はじめまして!本日からライターを務めさせていただく事となりました、朴  高志と申します。
今回が第1回目の記事であるため、至らない所もあるかと思いますが、どうかお付き合いのほど、よろしくお願いしますね。


さて、初回は次の国内GPがレガシーであり、かつBMOも近いということで、レガシーのデッキ、ANT・・・アドストームについて、自分が使用したレシピの解説も含めて書いていこうと思います。





1:意外なほどに瞬殺ゲー!!


ではまず、どういう風に動けばストームが満ちて相手を瞬殺出来るのか、軽く動きを説明します。
とはいっても、このデッキはその時の引きと手札で千差万別に瞬殺へのルートが存在してしまうので、本当に軽くですが。

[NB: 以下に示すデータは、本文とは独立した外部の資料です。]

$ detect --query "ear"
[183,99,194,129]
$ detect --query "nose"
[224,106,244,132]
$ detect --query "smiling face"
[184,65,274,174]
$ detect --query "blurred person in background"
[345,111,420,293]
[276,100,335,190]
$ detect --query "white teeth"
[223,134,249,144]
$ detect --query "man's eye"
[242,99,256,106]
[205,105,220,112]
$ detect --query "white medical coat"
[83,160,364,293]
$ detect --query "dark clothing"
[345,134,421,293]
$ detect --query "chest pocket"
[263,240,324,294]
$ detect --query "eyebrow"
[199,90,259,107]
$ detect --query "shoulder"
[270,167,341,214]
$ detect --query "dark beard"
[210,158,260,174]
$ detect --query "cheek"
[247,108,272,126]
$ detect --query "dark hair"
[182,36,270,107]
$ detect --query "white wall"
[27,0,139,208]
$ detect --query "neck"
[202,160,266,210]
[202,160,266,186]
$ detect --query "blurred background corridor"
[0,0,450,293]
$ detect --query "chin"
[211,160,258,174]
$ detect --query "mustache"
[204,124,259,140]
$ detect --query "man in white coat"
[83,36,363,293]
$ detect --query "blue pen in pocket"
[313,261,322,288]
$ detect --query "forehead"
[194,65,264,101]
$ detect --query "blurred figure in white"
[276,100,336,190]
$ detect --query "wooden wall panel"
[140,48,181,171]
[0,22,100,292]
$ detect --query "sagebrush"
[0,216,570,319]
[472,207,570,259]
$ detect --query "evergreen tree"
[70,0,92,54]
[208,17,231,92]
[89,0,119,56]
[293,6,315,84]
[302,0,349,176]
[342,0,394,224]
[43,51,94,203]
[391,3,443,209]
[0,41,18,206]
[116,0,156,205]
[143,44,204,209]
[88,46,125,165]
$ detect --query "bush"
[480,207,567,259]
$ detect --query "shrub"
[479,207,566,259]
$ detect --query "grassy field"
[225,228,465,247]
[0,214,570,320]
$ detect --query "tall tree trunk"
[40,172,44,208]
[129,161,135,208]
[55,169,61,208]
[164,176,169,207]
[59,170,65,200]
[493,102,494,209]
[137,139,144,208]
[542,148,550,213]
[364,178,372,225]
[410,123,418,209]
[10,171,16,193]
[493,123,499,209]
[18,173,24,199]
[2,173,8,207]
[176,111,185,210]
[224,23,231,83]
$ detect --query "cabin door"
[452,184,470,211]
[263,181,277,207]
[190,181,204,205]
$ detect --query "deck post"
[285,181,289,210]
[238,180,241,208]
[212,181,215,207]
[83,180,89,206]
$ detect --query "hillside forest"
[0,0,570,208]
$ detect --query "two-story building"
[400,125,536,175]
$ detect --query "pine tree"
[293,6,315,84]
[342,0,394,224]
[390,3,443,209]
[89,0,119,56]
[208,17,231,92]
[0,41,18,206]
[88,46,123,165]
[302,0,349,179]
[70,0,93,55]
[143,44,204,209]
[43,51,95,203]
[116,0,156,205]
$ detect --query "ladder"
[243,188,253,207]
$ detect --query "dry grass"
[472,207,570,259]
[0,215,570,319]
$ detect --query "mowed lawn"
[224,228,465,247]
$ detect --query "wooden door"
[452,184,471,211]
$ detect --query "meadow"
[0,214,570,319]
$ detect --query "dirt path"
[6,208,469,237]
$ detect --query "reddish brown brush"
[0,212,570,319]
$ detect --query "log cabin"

2nd Place at StarCityGames.com Legacy Open on 1/10/2015
Storm
Ross Merriam
15land
1 《島/Island》
1 《沼/Swamp》
1 《血染めのぬかるみ/Bloodstained Mire》
1 《宝石鉱山/Gemstone Mine》
4 《汚染された三角州/Polluted Delta》
4 《沸騰する小湖/Scalding Tarn》
2 《Underground Sea》
1 《Volcanic Island》

45spell
4 《ライオンの瞳のダイアモンド/Lion's Eye Diamond》
4 《水蓮の花びら/Lotus Petal》
1 《むかつき/Ad Nauseam》
4 《渦まく知識/Brainstorm》
4 《陰謀団の儀式/Cabal Ritual》
4 《暗黒の儀式/Dark Ritual》
4 《陰謀団式療法/Cabal Therapy》
3 《強迫/Duress》
4 《ギタクシア派の調査/Gitaxian Probe》
1 《Grim Tutor》
4 《冥府の教示者/Infernal Tutor》
1 《炎の中の過去/Past in Flames》
4 《思案/Ponder》
2 《定業/Preordain》
1 《苦悶の触手/Tendrils of Agony》
15sideboard
2 《ザンティッドの大群/Xantid Swarm》
3 《花の絨毯/Carpet of Flowers》
3 《突然の衰微/Abrupt Decay》
2 《蒸気の連鎖/Chain of Vapor》
1 《巣穴からの総出/Empty the Warrens》
2 《虐殺/Massacre》
1 《紅蓮地獄/Pyroclasm》
1 《Tropical Island》
さて、これが一般的なアドストームのリストであるかと思います。
リストを見ていただければ分かる通り、相手を妨害するカードはハンデスくらいなもので、その他はほとんどが《渦まく知識》に始まる軽量ドロー、もしくはコンボに使用するカードとなっております。
その中でも特に重要なカードが《冥府の教示者》と《ライオンの瞳のダイアモンド》で、基本的にはドローカードはこの2枚を探すために使う場合がほとんどです。




《ライオンの瞳のダイアモンド》が場にある状態で《冥府の教示者》をプレイ、《冥府の教示者》がスタックに乗った状態で《ライオンの瞳のダイアモンド》を起動すると、手札のカードが無い状態で《冥府の教示者》を解決する事が出来ます。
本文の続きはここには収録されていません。